In tutto il testo, anche se egli usa spesso il termine “poveri idioti”, si respira un senso di paziente attesa, di attenzione per la loro affettività, di grande rispetto, espresso promuovendo sempre le capacità attive e tenendo presente ogni funzione corporea. Ad esempio Séguin si preoccupa dell’abbigliamento: vuole che sia di facile uso, per non dover fare la morale o punire (p. 376) se si vogliono sviluppare “abitudini di decenza” (p. 377); dà consigli sull’alimentazione scendendo nei particolari su come insegnare a mangiare da soli senza forzare (p. 387).
Mette in rilievo l’educazione dei “centri sensori” e li considera (cap. XXXIX) uno a uno, a partire dal tatto, sempre in modo molto concreto, ponendo al centro la ricerca di modi per comunicare con il bambino e farsi da lui intendere.

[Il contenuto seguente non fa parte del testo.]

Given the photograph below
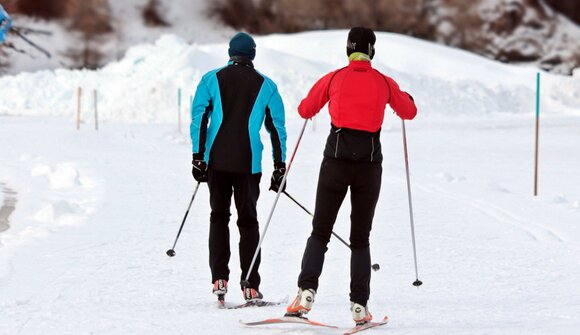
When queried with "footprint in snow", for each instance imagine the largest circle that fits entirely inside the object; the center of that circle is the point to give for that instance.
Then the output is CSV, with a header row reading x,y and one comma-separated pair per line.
x,y
59,177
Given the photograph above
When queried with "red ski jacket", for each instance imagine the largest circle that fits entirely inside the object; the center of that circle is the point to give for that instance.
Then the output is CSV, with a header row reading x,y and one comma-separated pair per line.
x,y
358,95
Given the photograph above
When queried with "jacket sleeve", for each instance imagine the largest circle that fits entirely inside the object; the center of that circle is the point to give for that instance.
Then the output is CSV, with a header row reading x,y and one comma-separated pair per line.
x,y
401,102
275,125
316,98
201,108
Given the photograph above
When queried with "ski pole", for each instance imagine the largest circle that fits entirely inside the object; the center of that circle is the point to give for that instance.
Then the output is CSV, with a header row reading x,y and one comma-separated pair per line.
x,y
245,282
36,46
375,266
417,282
171,252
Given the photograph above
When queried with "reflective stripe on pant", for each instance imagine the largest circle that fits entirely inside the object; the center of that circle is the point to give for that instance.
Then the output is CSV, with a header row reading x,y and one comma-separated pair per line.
x,y
336,177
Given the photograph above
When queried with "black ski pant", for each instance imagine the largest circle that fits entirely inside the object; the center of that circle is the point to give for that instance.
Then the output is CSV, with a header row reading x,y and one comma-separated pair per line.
x,y
246,190
336,177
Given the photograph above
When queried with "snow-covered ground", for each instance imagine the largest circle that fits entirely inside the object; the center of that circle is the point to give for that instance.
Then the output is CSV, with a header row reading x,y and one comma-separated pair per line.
x,y
96,211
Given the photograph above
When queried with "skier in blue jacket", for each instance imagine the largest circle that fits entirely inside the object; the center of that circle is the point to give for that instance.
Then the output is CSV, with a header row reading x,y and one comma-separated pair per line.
x,y
230,106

Nella sua Introduzione all’opera, Bollea fa notare come Séguin avesse per Itard, suo maestro, grandissima stima e anche se il proprio lavoro è stato poi tutto diverso, come dice egli stesso, il suo esempio l’ha guidato a preparare mezzi concreti con i quali consentire esperienze e apprendimenti più solidi.

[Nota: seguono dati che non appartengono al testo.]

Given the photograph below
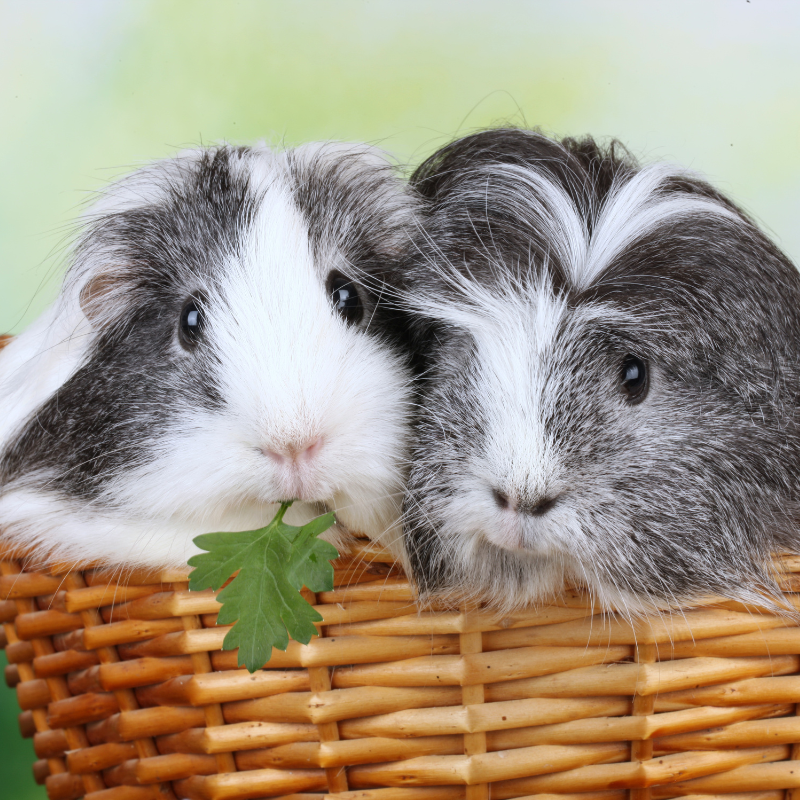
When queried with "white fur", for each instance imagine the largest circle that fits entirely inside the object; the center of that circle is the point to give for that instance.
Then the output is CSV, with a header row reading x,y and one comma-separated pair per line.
x,y
291,371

Si vedano ad esempio le forme di cartone colorate per l’appaiamento dei colori (p. 317) o i regoli in scala (5 cm di differenza l’uno dall’altro) per scoprire le dimensioni (p. 318) o ancora l’alfabetario con le lettere mobili, come egli le chiama, che permettono la composizione senza timore di sbagliare, perché la correzione non lascia traccia (p. 336). Dà precisi consigli su come costruire il casellario delle lettere per favorire l’attenzione del bambino.

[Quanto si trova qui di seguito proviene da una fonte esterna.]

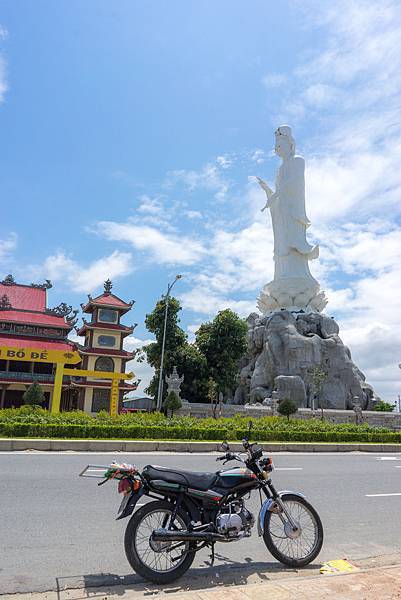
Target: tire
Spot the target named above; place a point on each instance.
(286, 554)
(134, 546)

Il tutto ogni tanto inframezzato da considerazioni politiche o da qualche invettiva. (Era dovuto emigrare negli Stati Uniti a causa degli attacchi da lui rivolti al governo di allora!).
Séguin dice di rendersi ben conto che l’educazione “fisiologica” delle funzioni, così come l’avevano presentata prima di lui Rabelais, Montaigne, Rousseau, era manchevole: non può essere solo intellettuale – egli dice – (p. 522), ma richiede un costante sostegno ambientale e oggetti da maneggiare.
Del resto già Itard per il suo allievo Victor aveva elaborato forme geometriche da spostare e da sovrapporre; parole mobili o scritte da appaiare a oggetti oppure ad azioni.
Su questi aspetti concreti, pochi anni più tardi, si fermò l’attenzione della Montessori, il cui grande merito non fu semplicemente quello di perfezionare o di inventare materiali nuovi, ma di capire che tutti i bambini hanno bisogno di essere attivi, in prima persona, e non solo di ascoltare e di tracciare segni. (La libertà di muoversi favorisce la libertà di pensare, ha scritto Ferrière, il pedagogista suo contemporaneo che meglio ne ha capito osservazioni e proposte).